Today will forever be remembered as the day I almost agreed with a DailyKos article. Almost. It will also be remembered as the day kos became a right-wing fiscal conservative, almost.
We start off with something everyone should be able to agree on: Eliminate corporate tax, seriously. Kos cites Robert Reich for a universal, non-partisan reason to ditch corporate taxation:
But in many cases, depending on the structure of the market, a significant share of the actual burden of paying the corporate income tax is often borne instead by employees in the form of lower wages, or consumers in the form of higher prices.

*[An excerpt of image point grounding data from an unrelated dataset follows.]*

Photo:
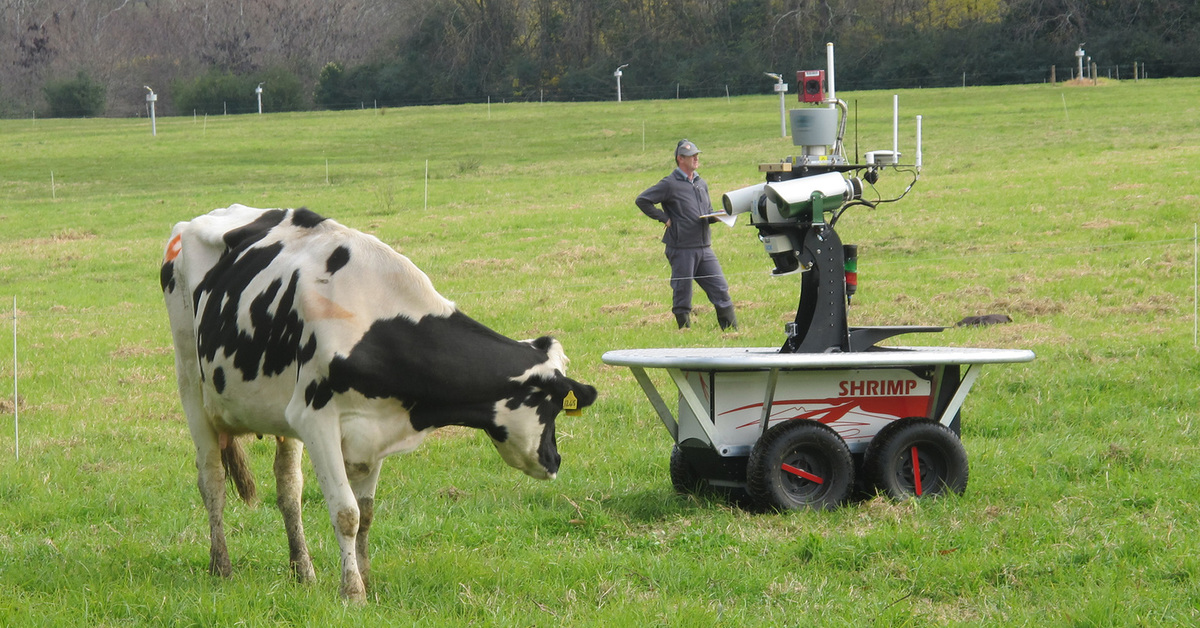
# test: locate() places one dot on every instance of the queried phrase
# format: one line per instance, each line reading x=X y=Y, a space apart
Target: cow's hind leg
x=211 y=483
x=364 y=479
x=288 y=488
x=324 y=444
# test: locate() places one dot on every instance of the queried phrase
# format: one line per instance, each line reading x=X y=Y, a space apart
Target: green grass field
x=1069 y=208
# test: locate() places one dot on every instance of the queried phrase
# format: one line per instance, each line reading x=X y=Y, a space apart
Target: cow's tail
x=237 y=466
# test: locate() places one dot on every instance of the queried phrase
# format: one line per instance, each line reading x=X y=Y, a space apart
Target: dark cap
x=685 y=148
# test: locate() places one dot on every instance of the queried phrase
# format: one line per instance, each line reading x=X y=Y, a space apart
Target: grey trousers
x=699 y=264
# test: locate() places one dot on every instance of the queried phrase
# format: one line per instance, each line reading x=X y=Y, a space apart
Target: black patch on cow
x=478 y=416
x=441 y=360
x=167 y=276
x=306 y=217
x=339 y=258
x=271 y=344
x=317 y=394
x=252 y=232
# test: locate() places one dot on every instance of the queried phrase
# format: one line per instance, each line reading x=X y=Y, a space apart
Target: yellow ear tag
x=571 y=405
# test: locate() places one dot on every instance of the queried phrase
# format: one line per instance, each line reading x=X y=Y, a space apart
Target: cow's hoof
x=220 y=566
x=303 y=570
x=353 y=590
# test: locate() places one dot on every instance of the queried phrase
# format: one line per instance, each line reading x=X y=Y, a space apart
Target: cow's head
x=526 y=420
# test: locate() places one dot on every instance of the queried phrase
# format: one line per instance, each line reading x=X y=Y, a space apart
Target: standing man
x=687 y=211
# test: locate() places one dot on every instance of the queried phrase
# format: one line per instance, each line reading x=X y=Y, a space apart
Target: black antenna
x=856 y=131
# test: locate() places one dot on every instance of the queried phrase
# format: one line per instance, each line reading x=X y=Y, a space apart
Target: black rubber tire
x=683 y=478
x=811 y=449
x=941 y=460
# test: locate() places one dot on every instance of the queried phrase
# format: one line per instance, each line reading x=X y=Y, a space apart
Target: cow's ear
x=543 y=344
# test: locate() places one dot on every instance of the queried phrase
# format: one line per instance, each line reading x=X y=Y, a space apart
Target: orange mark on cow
x=317 y=306
x=173 y=247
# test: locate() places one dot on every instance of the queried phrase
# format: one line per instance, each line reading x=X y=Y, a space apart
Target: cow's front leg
x=325 y=452
x=289 y=486
x=364 y=479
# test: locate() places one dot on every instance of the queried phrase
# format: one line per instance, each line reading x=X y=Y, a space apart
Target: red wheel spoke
x=916 y=472
x=802 y=473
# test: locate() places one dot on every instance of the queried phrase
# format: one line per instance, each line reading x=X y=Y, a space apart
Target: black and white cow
x=292 y=324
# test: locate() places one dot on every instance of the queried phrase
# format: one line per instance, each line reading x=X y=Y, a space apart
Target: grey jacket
x=683 y=202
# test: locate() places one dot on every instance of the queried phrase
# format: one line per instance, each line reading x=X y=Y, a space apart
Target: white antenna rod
x=833 y=95
x=918 y=143
x=895 y=127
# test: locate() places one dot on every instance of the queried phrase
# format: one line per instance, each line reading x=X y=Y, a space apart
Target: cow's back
x=262 y=299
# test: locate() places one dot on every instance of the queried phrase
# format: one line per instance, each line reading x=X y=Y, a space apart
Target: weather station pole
x=151 y=97
x=781 y=89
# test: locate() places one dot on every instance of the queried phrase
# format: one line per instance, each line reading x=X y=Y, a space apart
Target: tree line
x=97 y=57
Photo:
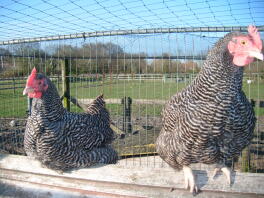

This is true. No matter how good “corporate taxation” sounds, the reality is that all tax burdens are ultimately born by people.1 The most obvious problem with corporate taxation is that we don’t know who those people are. We do know that some of them are the employees and customers of big corporations, however. For this reason alone, corporate taxation is unconscionable.
Kos then goes on to make another good observation, but unfortunately this one has ideological implications that run directly counter to his belief. US corporate tax2causes multinational companies to stock more than $2.1 trilllion in off-shore accounts.3 If there were no corporate tax, they would bring most of that $2.1 tillion home. Kos calls this “one hell of a stimulus package for the country.” He’s right, but he’s sounding right-wing, and this triggers an intellectual gag reflex in the next paragraph:
However, this isn’t about free money for the corporatists. Fact is, the big companies are good at avoiding taxes by playing offshore finance games, while small businesses end up paying higher tax rates. Aside from the matter of fairness, it’s poor economics, as those small businesses—the driver of most job creation in our economy—could use that tax money to invest in new employees and equipment.
He’s right that small business drives most job creation, but small businesses are usually not C-corps and so they don’t pay corporate taxation. They are pass through organizations, so f you want to lower their tax rate you have to lower the personal income tax rate. The segue from corporate taxation to small business makes no sense.4 Worse than making no sense, however, Kos is digging the hole deeper. Whether he admits it or not, kos is now arguing to eliminate corporate income tax (to get that $2.1 trillion stimulus) and to lower personal income tax (to reduce the tax burden on the small companies that provide most new jobs in this country). This triggers a second intellectual gag reflex:
But of course, this isn’t an effort to starve government, it’s to move the tax burden on those who can actually afford it—tax capital gains at the same levels (if not higher!) than regular income.
Lest he sound like an anti-tax right-winger, kos has to get around to sticking to the man some how. So he proposes that we make it all up in capital gains. This plan has two enormous defects. First of all, taxing capital gains lowers economic growth, which counteracts the stimulus and job-creation effects of the previous arguments he just made. Secondly, the numbers he borrows for his tax plan make no sense:
For example, a tax of $1 on every $400 of stocks traded (0.25%; one-quarter of one percent) and $1 on every $800 of currency and debt trading including derivatives (0.125%, one-eighth of one percent). This fee (tax) would have raised between $750 billion and $1.2 trillion during each of the past five years (2005 – 2009).
He’s saying: “Let’s pretend we taxed stock trades for 5 years and nobody reacted to the taxation.” Not very realistic, is it? The reality is that if you skim 0.25% of every trade off the top, there are going to be a lot less trades. And so we’re gong to raise dramatically less revenue then he suspects and we’re going to undermine the economy-expanding effects of the first two tax-cuts. All because of ideology.
The really sad thing, of course, is that it takes me (a conservative) to point that he if kos really wants to “move the tax burdn on those who can actually afford it” then he should try a consumption tax. Then we’d actually be able to offset some of the losses from the other forms of taxation and actually hit rich consumers. Oh well.